AW: [HSF] a carotid and coronary case
Tea Acuff
tacuff at swbell.net
Mon Aug 6 21:48:54 EDT 2007
The STS probably has real numbers but they would be unofficial anyway. I bet 1/2 to 2/3 of CV surgeons in the US do vascular , thoracic and cardiac as only a few surgeons are in large enough institutions to do only cardiac or especially only thoracic. Some do just
C and T also. It may be harder for the younger surgeons to get vascular hospital privileges today, however, so this may change over the next decade.
Surgery is team sport despite the ego manics so characteristic of the speciality. Interestingly the ego manics are even more likely to insist on a consistent team. (Any challenges on that sweeping generalization?) Team work saves lives, period. Witness July in training. If not why have heart teams when anyone will do? Surgery is seldom practiced tag team, so it is not done as well.
tea
----- Original Message ----
From: Tohru Asai <toruasai at belle.shiga-med.ac.jp>
To: OpenHeart-L at lists.hsforum.com
Sent: Monday, August 6, 2007 8:17:28 PM
Subject: Re: AW: [HSF] a carotid and coronary case
Hal, Roberto
I think the ratio of CEA vs stenting are largely more depending on
availability of competent surgeons rather than procedure related
characteristics or anatomy. Or I should say that presence of competent
surgeons is predicated for the discussion. From this thread, I recognized
you, Roberto, Ed and others as competent surgeons for simultaneous CEA/CABG.
I sincerely admire your touch of art in surgery!

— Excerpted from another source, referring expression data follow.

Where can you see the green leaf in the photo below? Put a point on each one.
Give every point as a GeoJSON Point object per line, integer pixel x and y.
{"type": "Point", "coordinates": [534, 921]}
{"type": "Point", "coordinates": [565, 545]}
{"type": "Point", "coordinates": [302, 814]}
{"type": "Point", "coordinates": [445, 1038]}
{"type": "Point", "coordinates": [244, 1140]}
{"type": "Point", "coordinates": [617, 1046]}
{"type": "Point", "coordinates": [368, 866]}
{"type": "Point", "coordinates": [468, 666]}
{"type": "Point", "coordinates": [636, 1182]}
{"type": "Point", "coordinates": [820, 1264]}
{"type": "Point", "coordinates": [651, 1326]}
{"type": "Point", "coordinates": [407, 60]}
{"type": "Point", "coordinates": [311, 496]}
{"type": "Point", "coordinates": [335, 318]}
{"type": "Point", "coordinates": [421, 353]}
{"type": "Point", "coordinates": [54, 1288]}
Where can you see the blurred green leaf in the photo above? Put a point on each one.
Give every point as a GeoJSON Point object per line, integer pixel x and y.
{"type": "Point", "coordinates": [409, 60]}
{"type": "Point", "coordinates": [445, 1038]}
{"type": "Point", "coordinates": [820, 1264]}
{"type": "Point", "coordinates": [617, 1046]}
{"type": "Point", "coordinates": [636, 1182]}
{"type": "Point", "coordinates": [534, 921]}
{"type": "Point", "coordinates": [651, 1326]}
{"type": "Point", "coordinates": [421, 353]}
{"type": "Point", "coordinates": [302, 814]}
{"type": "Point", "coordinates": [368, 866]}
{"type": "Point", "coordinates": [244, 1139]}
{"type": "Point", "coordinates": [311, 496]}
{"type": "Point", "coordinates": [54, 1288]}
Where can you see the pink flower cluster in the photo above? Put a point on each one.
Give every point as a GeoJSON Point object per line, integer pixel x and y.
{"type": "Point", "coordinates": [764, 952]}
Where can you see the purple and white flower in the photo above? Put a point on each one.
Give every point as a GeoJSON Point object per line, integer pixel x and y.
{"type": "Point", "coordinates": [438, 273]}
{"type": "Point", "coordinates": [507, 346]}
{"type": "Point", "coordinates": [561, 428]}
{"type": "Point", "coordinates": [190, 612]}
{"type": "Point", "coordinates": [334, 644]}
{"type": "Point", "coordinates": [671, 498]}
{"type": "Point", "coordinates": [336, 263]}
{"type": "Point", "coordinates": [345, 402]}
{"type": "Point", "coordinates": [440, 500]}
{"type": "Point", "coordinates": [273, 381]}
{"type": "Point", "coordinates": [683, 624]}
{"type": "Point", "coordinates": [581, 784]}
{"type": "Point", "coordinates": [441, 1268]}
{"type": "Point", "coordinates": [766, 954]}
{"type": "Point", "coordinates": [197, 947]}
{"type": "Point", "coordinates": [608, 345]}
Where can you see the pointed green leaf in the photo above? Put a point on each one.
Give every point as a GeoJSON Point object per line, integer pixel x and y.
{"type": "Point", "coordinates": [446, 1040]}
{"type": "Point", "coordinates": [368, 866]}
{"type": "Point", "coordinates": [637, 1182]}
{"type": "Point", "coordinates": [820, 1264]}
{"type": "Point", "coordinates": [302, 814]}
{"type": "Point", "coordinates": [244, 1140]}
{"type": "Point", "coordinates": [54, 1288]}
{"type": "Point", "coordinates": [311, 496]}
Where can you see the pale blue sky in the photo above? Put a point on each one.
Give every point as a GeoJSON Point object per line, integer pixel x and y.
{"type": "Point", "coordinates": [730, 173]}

In the era of endovascular explosion, are you rare species among US or
German cardiac surgeons? What percentage of cardiac surgeons do you think
are your species? No matter how loudly you claim that your CEA carries lower
stroke rate, probably those who are not competent most likely end up with
stenting. If Ani's comment is right about two team approach ending up not
better outcome, partially I agree, a single surgical team is supposed to be
best to achieve the outcome. Ideally other cardiac surgeons should send
these patients to a few specialists, but probably they don't do so and do
cab in their way ( anaortic, OPCAB, ONCAB,,,whatever they prefer rather than
data) with second best carotid procedure, which I am not sure, namely
stenting.
This is just like a futile discussion between multistenting vs CABG for
multivessel coronary disease. Medical doctors tend to do what he/she want to
do and maybe prepare theory after that. But for myself, I love art of
surgery and am eager to learn CEA. I am a son of music teachers.
--
Tohru Asai
Reading is like the sex act - done privately, and often in bed.
Daniel J Boorstin
Surgery is also like the sex act - done privately, and in bed (in OR).